Another significant difference is the approach taken by policymakers in dealing with inflation. In the 1970s, policymakers initially tried to control inflation through price and wage controls, which were largely unsuccessful. In contrast, in recent years, the Bank of England has used interest rate policy to control inflation, with the goal of keeping inflation at around 2%.

b) Oil prices play a significant role in the development of inflation in the UK, both in 1970 and recently. The labor market model and the Philips curve can help explain this relationship.

The Philips curve shows the inverse relationship between unemployment and inflation. When unemployment is low, wages and prices tend to rise, leading to higher inflation. When unemployment is high, wages and prices tend to fall, leading to lower inflation.

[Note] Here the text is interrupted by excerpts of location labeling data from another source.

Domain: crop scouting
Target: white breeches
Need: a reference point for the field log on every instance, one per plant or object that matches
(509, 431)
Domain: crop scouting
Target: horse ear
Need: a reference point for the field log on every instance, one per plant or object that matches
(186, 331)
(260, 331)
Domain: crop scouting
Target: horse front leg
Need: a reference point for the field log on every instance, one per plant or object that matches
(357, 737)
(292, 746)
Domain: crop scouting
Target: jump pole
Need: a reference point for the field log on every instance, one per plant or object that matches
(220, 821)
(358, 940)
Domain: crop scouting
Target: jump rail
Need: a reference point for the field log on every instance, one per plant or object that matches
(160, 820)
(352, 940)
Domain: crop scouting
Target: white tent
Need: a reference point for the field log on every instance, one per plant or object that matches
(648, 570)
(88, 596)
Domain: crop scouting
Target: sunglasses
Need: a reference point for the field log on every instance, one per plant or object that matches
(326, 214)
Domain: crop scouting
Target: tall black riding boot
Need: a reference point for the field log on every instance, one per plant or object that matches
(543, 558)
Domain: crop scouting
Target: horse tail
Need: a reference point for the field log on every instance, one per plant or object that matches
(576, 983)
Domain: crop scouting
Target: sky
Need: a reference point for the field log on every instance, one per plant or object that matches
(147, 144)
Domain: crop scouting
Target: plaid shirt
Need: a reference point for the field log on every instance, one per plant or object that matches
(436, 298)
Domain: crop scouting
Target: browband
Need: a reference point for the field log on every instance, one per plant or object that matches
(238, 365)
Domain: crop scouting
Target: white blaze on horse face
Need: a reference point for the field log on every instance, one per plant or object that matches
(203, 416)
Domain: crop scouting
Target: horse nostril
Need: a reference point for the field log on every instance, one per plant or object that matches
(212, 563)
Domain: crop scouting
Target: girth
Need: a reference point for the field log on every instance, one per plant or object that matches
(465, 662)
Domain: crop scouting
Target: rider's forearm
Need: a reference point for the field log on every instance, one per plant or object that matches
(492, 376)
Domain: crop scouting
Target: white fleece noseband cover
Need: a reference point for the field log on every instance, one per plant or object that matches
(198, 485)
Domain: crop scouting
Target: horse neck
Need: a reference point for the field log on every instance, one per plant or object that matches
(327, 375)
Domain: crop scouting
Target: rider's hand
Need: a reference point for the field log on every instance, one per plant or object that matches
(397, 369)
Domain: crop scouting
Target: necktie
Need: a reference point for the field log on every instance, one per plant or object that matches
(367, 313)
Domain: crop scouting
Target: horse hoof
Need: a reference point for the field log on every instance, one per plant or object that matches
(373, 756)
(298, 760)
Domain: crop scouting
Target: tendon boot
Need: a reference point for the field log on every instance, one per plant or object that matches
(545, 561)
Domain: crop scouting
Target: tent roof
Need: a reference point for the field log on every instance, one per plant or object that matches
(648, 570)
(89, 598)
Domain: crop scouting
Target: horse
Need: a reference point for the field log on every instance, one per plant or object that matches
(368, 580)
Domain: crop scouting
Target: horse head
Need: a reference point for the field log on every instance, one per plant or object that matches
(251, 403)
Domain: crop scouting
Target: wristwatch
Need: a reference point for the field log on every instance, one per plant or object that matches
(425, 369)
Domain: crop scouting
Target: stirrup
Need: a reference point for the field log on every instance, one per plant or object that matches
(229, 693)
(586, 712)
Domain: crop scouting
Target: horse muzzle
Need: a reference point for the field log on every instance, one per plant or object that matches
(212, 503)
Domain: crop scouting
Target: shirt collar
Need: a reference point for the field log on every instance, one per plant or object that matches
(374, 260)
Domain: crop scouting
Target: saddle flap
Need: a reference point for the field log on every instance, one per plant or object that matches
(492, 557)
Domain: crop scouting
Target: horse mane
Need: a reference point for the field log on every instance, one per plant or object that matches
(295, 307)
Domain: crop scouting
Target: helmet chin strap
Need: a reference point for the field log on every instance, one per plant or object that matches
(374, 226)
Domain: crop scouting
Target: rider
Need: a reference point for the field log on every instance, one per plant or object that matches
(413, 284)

The oil crisis of the 1970s caused oil prices to increase significantly, leading to higher production costs and ultimately higher prices for consumers. This led to a shift in the Philips curve, with higher unemployment rates being required to achieve lower inflation rates.

In recent years, rising oil prices have also led to higher production costs, but the impact on inflation has been relatively muted. This is due in part to the increased competition in the market and improvements in technology, which have allowed firms to absorb some of the increased costs without passing them on to consumers.

c) In 1970, the Bank of England used a combination of policies to reduce inflation. The Philips curve and aggregate demand (3-equation model) can be used to illustrate these policies graphically. The Philips curve shows the trade-off between inflation and unemployment, while the aggregate demand model shows the relationship between output and inflation.

To reduce inflation, policymakers needed to increase unemployment. This could be achieved by reducing aggregate demand through tighter monetary policy or fiscal policy, or through wage and price controls. The goal was to shift the Philips curve to the left, reducing inflation at any given level of unemployment.

However, reducing inflation had a negative impact on growth and employment, leading to higher unemployment and lower output. This trade-off between inflation and unemployment is known as the sacrifice ratio.

Overall, the Bank of England’s policies in the 1970s were successful in reducing inflation, but at the cost of higher unemployment and lower growth. In recent years, the Bank of England has continued to use interest rate policy to control inflation, but with a greater emphasis on supporting growth and employment.